The OpenCAL-CL library will launch exactly a number of threads equal to the entire cellular space, structured like a matrix. In this way, every cell can perform in parallel its own computation. To access to the indexes of the cell the user must call the function getRow and getCol line(14-15). Furthermore, the user can use the function get_columns and get_rows (line 17-18) to retrieve the dimensions of the cellular space. In the specific case of the Game of Life, we used the calGet2Di function to get the central cell’s value of the sub- state Q (remember that the central cell is identified by the coordinates (i, j)), the calGetX2Di function to retrieve the value of the n-th neighbour’s substate Q, and the calSet2Di function to update the value of the substate Q for the central cell.

[1] Indeed, even 1D CA can be defined oas a degenerate case of 2D, or even 3D, CA.

[2] The clang C compiler can also be used, taking in mind that it still does not fully support Open-MP natively.

[3] For a list of OpenMP compliant compilers see the following link: http://openmp.org/wp/openmp-compilers/.

[4] OpenCAL-CL was tested on the NVIDIA OpenCL implementation. You can find the NVIDIA’s OpenCL implementation, shipped with the CUDA platform, at the following url: http://docs.nvidia.com/cuda/#installation-guides

[5] For example freeglut-devel or freeglut3-dev packages on yum/dnf- and apt-based systems, respectively.

[6] XCA are also known as Complex Cellular Automata (CCA), Macroscopic Cellular Automata (MCA), and Multicomponent Cellular Automata (MCA)

[7] Note that, in the case of the Game of Life CA, the central cell does not belong to its own neighborhood.

[8] This characteristic is colled implicit parallelism and is obtained in OpenCAL by considering two different working planes for each registered substate, namely current and next working planes. However, behind the scene, cells are updated sequentially, being OpenCAL a serial software. The current working plane is used to read current values for the cells, while the next working plane is used to write updated values. The implicit parallelism is also used in the parallel versions of OpenCAL, with the difference that more than one cell can be processed and updated concurrently by exploiting mre than one processing unit.

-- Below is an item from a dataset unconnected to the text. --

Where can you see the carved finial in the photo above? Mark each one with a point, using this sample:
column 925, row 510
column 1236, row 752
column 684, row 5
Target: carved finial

[9] On the serial version of OpenCAL, implicit parallelism is obtained by exploiting the two different computing planes built into OpenCAL’s substates. The first one, that we will call current, is used to read substates’s values for the central cell and its neighbours, while the second, that we will call next, is used to update the new state for the central cell. When all the cells have been processed and the new state values updated, computing planes are switched, i.e. the next plane is assumed as current and the current as next, and the process is reiterated. In this manner, the current computing plane is not corrupted during a computational step, being new values written to the next plane. Note that, even in the case more processing units are used to compute the next CA state and more cells are updated simltaneously, which is the case of OpenCAL-OMP and OpenCAL-CL, the two computing planes are manteined.

[10] Remember that, by default, substates are updated after the application of each alementary process.

[11] This is due to the fact that a substates’ update is performed after the first elementary process has been applied to all the (active) cells of the cellular space. This behaviour is set by menas of the CAL_UPDATE_IMPLICIT parameter used in the definition of the simulation object at line 132 of Listing [lst:cal_sciddicaT-unsafe].

[12] Actually, only Q.h can be update by the transition function, since Q.z is a single-lyered substate.

[13] Note that active cells are updated first otherwise the subsequent substate update could neglect some cells that have become active during the current step. For instance, inactive cells can receive a flow and become active at he current step of computation. If the set of active cells is not updated before any other substates, those new cells will still be considered inactive during the current step and their value will not be updated, by losing debris flow mass.